The S size videocassettes are interchangeable with Betamax (though the recordings themselves are not).

=== Third-party support ===
Betacam and Betacam SP tape cassette shells varied in color depending on the manufacturer. Many companies sold Betacam tapes, sometimes of their own manufacture, sometimes re-branded. Fuji, Maxell, Ampex/Quantegy, BASF/EMTEC and 3M were just some of the major brands to do so.

== Analog Betacam ==

=== Original Betacam format ===
The original Betacam format was launched on August 7, 1982, as a relatively inexpensive cassette based physical format. It is an analog component video signal format, storing the luminance (Y), in one track and the chrominance, on another, as alternating segments of the R-Y and B-Y components performing Compressed Time Division Multiplex, or CTDM. This splitting of channels allows higher quality recording with 300 lines of horizontal luminance resolution and 120 lines of chrominance resolution. Image quality is significantly improved compared to domestic Betamax and the professional U-Matic formats.

The original Betacam cassettes, loaded with ferric-oxide tape, were identical in overall design and size (15.1 × 9.5 × 2.5 cm) to consumer-grade Betamax, introduced by Sony in 1975. Betacam cassettes could be used in a Betamax VCR; likewise, a blank Betamax tape would work on a Betacam deck.
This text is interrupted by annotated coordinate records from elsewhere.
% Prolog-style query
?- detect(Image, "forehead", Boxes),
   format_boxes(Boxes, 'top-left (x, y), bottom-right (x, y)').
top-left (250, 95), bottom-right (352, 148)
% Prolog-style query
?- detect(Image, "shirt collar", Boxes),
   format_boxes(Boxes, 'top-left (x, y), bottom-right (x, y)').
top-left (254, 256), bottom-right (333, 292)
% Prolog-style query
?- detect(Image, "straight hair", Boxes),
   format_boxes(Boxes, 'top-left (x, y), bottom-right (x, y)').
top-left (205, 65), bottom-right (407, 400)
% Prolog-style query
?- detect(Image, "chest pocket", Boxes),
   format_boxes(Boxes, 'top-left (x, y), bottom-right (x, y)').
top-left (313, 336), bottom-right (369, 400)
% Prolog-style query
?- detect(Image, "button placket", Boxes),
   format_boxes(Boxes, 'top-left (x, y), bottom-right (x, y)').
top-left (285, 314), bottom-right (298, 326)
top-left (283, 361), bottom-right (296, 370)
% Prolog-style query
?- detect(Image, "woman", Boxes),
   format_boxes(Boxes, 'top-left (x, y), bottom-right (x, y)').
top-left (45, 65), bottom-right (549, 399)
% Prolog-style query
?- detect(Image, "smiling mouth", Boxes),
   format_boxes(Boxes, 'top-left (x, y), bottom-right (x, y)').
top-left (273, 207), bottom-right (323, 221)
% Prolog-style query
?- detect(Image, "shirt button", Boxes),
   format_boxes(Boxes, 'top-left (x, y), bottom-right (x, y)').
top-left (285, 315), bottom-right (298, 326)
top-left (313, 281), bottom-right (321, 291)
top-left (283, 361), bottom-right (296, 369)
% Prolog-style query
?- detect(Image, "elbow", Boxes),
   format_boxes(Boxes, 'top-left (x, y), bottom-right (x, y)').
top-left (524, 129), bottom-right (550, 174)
However, in later years, Sony discouraged this practice, suggesting that the internal tape transport of Betamax cassette was not well suited to the faster tape transport of Betacam. In particular, the guide rollers tend to be noisy.

Although there is a superficial similarity between Betamax and Betacam in that they use the same tape cassette, they are incompatible formats. Betamax records relatively low-resolution video using a heterodyne color recording system and only two recording heads, while Betacam uses four heads to record in component format, at a much higher linear tape speed of 10.15 cm/s compared with Betamax's 1.87 cm/s, resulting in much higher video and audio quality. A typical L-750 length Betamax cassette that yielded about 3 hours of recording time on a Betamax VCR at its B-II Speed (NTSC), or on PAL, only provided 30 minutes' record time on a Betacam VCR or camcorder. Another common point between Betamax and Betacam is the placement of the stereo linear audio tracks.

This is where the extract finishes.